Dear Becky, Dear All,
Using a vibrator placed on the mastoid and an accelerometer placed on the
forehead, my colleague John West and I made bone conduction frequency
response measurements, a long while ago, with eight normal adults. A
classic B&K continuous sweep sine wave source was used. The results
whilst being individually consistent were markedly variant from person to
person. Trough to peak differences greater than 10dB were found in the
range ~200Hz to ~2kHz for some of the subjects.

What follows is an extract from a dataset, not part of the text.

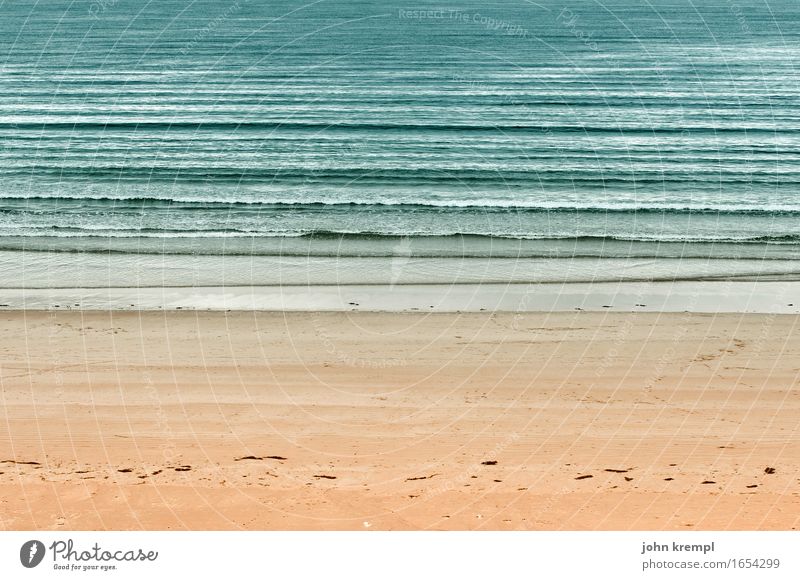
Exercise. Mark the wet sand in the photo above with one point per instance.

We partly monitor our speech production on the basis of bone conduction
and our aim was to gain an initial understanding of the possibility that
this pathway might contribute to some aspects of anomalous speech
acquisition in young children. In the present context, however, it
may be that Becky?s observations are also in part explicable by person to
person acoustic skull response differences.
All god wishes,
Adrian
At 08:52 19/02/2016, Shahnaz, Navid wrote:
Hi
As Stefan have nicely pointed out 0 dB HL reflects an average among
a group of normal hearing adults and does not take into account
individual differences. Beside individual variability, calibration can
also be a major issue. ANSI provides the calibration bone Reference
Equivalent Threshold Force Levels (RETFLs) as force thresholds with a
reference of 1 micro-Newton. With so many variables, including
temperature and type of artificial mastoid used (B & K or disk type
from Larson and Davis or more recently an acoustic method which
incorporate acoustic radiation from the bone vibrator -see Margolis
attached), you will have to trust your service provider to derive the
proper bone calibration levels for the mastoid utilized or you should
calibrate your own device if you feel comfortable doing so and have
proper calibration devices. Moreover, in order to test hearing down
to 0 dB HL, the background noise should not exceed the Maximum
Permissible Ambient Noise Levels for Audiometric Test Rooms (ANSI
S3.1-1999) especially for BC testing. In fact the most common discrepancy
between AC and BC thresholds has been observed at 4 kHz, for BC
thresholds being better than AC thresholds using HL values.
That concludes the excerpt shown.